PII Scanning: discoverx integrates with other tools like Presidio to perform PII detection. It can scan your entire lakehouse, or a specific subset of tables, to identify columns and values that match known PII patterns. It uses predefined rules for semantic classes like email, phone number, and IP address.

Actionable Results: The output of the scan is a DataFrame that provides a clear overview of where PII was found. You can then use this information to:

Tag Data: Apply metadata tags to PII columns within Databricks Unity Catalog for easier tracking and governance.

Secure Data: Implement access controls, masking, or encryption on the identified tables to protect the sensitive information.

Audit and Report: Use the scan results to build dashboards and reports to monitor your PII landscape and demonstrate compliance.

Benefits of discoverx for PII Discovery

  • Scalability: discoverx is designed for the Databricks Lakehouse, allowing you to scan and manage PII across hundreds or thousands of tables in a scalable, efficient manner.
  • Automation: It automates a tedious and error-prone manual process, ensuring that PII detection is a consistent and repeatable part of your data pipeline.
  • Integration: By integrating with tools like Presidio, it provides a robust and intelligent way to classify and manage sensitive data.

Using discoverx for PII discovery can significantly streamline your data governance efforts on Databricks, enabling you to maintain a secure and compliant data environment.

Example on using discoverx

# Databricks notebook source
# MAGIC %md
# MAGIC # Lakehouse PII Scanner
# MAGIC This notebook is designed to scan the lakehouse and discover columns that hold Personally Identifiable Information (PII). 
# MAGIC It systematically examines the content, identifies potential PII, and classifies the findings for further analysis. 
# MAGIC
# MAGIC ### Rules and Score
# MAGIC We define rules using regex and scan through all the columns to identify the occurrence and create a score. 
# MAGIC Scores are defined between 0 to 1. If the score is 1, the rule perfectly matches. Any score greater than 0.9 is a good score.
# MAGIC
# MAGIC ### How It Works
# MAGIC 1. **Data Collection**: The scanner collects metadata and samples from the lakehouse.
# MAGIC 2. **Regex Matching**: It applies predefined regex patterns to identify potential PII.
# MAGIC 3. **Scoring**: Each match is scored based on its confidence level.
# MAGIC
# MAGIC ### Benefits
# MAGIC - **Automated Detection**: Reduces manual effort in identifying PII.
# MAGIC - **Accuracy**: High precision in detecting PII with regex rules.
# MAGIC - **Compliance**: Helps in maintaining data privacy and compliance.

# COMMAND ----------

# DBTITLE 1,Get job input through Widgets
# Create text widgets for user input
dbutils.widgets.dropdown(
 "environment",
 "prod",
 ["prod","dev","preprod"],
)
dbutils.widgets.text("catalogs", "shared")
dbutils.widgets.text("schemas", "*")
dbutils.widgets.text("tables", "*")

# Retrieve the values entered by the user in the widgets
catalogs = dbutils.widgets.get("catalogs")
schemas = dbutils.widgets.get("schemas")
tables = dbutils.widgets.get("tables")
environment = dbutils.widgets.get("environment")

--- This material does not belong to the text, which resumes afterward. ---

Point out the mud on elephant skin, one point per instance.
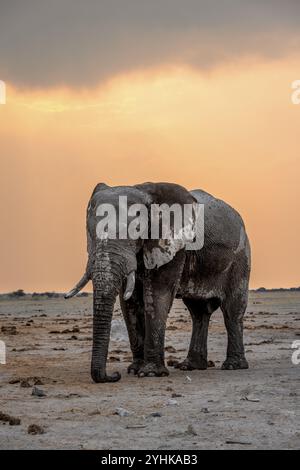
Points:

# Get the Databricks workspace URL from the Spark configuration
workspace_url = spark.conf.get("spark.databricks.workspaceUrl")
display(workspace_url)


# Display all widget values
display({"catalogs": catalogs, "schemas": schemas, "tables": tables, "environment": environment})

# Construct the table reference string
from_table_statement = ".".join([catalogs, schemas, tables])

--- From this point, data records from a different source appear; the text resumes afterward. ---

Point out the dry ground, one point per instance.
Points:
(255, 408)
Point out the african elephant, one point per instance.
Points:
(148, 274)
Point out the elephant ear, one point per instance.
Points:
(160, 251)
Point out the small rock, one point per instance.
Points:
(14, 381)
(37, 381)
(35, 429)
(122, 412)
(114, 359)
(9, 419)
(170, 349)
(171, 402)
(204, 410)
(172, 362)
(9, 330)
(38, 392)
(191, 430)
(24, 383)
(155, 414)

# Display the constructed table reference string
display(from_table_statement)

# COMMAND ----------

# DBTITLE 1,Define Regex Rules for Validation
from discoverx.rules import RegexRule

# Define a rule for phone numbers
phone_number_rule = {
 "name": "phone_number",
 "description": "Australian phone number",
 "definition": r"^61\d{9}$",
 "match_example": ["61123456789"],
 "nomatch_example": ["123456789"],
}

# Create a RegexRule object for Australian phone numbers
phone_number_rule = RegexRule(**phone_number_rule)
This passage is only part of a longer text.